Contrôler la distribution
De nombreuses entreprises ont toujours compté sur les distributeurs locaux pour livrer leurs marchandises à des consommateurs qui ne vivent pas dans une ville portuaire ou dans l'un des autres endroits qu’elles desservent directement. Ces sociétés n'ont pas voulu se donner la peine de comprendre les conditions et les pratiques locales qui leur permettraient d'étendre leur empreinte sur le continent.
En déléguant la distribution, les entreprises ont souvent cédé le contrôle des prix, de la marque, de la gestion des canaux, des stocks et, en fin de compte, de la rentabilité et de l'avantage concurrentiel. Les entreprises ne peuvent réussir en Afrique sans contrôler la distribution. Elles n'ont pas nécessairement besoin de le faire elles-mêmes. Mais, elles doivent bien le faire, et le faire nécessite souvent de nouvelles approches.
Environ un tiers des ventes de Nestlé en Afrique se concluent par des voies informelles. En vue de faciliter ces ventes, l'entreprise a fait appel à une petite armée de distributeurs qui voyagent à pied, à vélo et en voiture. En 2011, Nestlé a réussi à doubler le nombre de ses points de vente en Afrique du Sud en s'appuyant sur ces distributeurs non conventionnels. De même, Vodacom a créé plus de 100.000 points de vente en Afrique grâce à des grossistes et entrepreneurs indépendants. Son programme « Gimme That ! » recrute et forme des jeunes à la vente de coupons prépayés à la commission.
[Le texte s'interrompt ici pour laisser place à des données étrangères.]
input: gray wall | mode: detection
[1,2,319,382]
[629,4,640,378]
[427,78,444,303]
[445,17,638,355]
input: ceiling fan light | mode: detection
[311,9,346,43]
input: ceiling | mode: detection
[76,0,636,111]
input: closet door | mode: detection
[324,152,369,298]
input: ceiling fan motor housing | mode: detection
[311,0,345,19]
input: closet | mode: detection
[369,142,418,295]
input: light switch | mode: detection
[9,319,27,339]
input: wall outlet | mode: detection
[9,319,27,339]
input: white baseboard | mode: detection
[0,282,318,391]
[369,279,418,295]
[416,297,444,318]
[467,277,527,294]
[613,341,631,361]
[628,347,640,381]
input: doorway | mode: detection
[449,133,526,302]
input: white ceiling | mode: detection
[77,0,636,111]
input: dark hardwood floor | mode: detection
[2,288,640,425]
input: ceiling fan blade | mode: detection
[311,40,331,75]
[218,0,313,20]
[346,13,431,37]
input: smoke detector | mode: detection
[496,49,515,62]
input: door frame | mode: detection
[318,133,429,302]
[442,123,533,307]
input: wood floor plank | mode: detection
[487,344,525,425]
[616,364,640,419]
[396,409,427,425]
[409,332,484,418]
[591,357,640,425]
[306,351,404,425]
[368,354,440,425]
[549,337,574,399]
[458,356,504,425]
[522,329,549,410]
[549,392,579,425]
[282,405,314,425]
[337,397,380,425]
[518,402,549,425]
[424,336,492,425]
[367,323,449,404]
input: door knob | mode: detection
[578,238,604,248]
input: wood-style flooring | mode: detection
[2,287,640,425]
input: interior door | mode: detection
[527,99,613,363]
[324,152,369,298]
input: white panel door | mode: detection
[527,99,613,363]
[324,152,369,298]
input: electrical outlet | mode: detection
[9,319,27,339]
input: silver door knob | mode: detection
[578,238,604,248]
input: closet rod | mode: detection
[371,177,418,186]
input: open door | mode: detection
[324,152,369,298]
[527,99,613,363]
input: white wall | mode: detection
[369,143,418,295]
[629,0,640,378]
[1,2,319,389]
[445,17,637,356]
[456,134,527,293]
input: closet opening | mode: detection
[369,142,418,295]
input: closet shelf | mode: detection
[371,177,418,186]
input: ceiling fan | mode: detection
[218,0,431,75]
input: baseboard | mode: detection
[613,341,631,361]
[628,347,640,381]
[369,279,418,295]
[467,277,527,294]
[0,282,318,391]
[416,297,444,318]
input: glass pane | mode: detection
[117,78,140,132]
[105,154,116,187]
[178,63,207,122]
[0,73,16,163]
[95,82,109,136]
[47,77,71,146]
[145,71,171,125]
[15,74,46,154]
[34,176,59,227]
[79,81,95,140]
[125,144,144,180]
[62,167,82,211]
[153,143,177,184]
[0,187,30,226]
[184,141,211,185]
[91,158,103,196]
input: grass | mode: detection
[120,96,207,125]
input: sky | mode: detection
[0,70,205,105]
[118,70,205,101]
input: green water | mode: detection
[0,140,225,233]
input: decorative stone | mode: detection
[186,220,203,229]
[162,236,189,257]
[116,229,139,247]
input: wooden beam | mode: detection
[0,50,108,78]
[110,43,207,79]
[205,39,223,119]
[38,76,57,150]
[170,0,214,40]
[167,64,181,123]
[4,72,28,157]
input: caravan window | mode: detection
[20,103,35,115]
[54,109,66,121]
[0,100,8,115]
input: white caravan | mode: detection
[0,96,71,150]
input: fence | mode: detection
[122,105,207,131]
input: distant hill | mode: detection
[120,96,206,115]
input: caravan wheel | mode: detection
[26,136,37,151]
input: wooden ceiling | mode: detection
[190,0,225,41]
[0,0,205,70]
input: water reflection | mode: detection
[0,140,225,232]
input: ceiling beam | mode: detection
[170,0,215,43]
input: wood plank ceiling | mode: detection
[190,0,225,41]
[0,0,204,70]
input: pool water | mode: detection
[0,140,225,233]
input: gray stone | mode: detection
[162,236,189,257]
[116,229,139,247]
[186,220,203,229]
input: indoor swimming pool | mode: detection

Les meilleures performances sont attribuables aux franchises de distribution.
En somme, selon les auteurs de cette étude du BCG, les entreprises doivent évaluer leurs performances et leurs priorités sur le continent, et les organisations doivent se demander si elles sont prêtes à réussir en Afrique en évoluant rapidement et en construisant leur écosystème.